SmartDataLake: Project on sustainable data lakes for extreme-scale analytics
In the era of Big Data, data-driven decision-making processes are becoming increasingly data-intensive. The data lake approach refers to assembling large amounts of diverse data from a multitude of data sources, allowing the data collected to retain their original model and format, and allowing users to query and analyse them in situ. Thus, it promises to enable ad hoc, self-service analytics and to reduce the required time from data to insights and pushing premature design choices to stages where they belong.
Introduction and overview
SmartDataLake targets at designing, developing and evaluating novel approaches, techniques and tools for extreme-scale analytics over Big Data Lakes.

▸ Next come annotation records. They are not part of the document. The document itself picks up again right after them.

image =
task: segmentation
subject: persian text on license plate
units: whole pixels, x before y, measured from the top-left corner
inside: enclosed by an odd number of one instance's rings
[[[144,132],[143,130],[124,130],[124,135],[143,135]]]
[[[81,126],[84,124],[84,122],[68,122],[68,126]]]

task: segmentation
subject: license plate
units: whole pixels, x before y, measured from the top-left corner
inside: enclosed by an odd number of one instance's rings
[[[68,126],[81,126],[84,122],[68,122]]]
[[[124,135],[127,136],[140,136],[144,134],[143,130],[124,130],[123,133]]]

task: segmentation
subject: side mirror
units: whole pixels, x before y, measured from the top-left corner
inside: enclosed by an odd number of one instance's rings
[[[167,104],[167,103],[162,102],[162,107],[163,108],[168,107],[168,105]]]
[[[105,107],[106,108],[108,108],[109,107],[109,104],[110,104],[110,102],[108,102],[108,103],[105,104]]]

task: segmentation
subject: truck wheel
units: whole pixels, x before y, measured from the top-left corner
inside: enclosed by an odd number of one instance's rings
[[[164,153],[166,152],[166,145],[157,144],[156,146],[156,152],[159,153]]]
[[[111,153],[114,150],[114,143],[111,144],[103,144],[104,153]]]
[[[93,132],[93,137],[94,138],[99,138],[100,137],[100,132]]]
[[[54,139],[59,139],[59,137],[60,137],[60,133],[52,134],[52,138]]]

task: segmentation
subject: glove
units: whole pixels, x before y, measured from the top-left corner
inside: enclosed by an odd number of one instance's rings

It tackles the challenges of reducing costs and extracting value from Big Data Lakes by providing solutions for virtualized and adaptive data access, automated and adaptive data storage tiering, smart data discovery, exploration and mining, monitoring and assessing the impact of changes as well as empowering the data scientist in the loop through scalable and interactive data visualizations.
The results of the SmartDataLake project will be evaluated in real-world use cases from the Business Intelligence domain, including scenarios for portfolio recommendation, production planning and pricing, and investment decision making, thus concluding the relevance and applicability of the developed solution both within and beyond the scientific community.
Project objectives
The SmartDataLake project tackles the data lake object through three primary layers, each addressed by expert partners within their respective fields;
- Adaptive data virtualization and storage tiering improving the efficiency of working and accessing large datasets.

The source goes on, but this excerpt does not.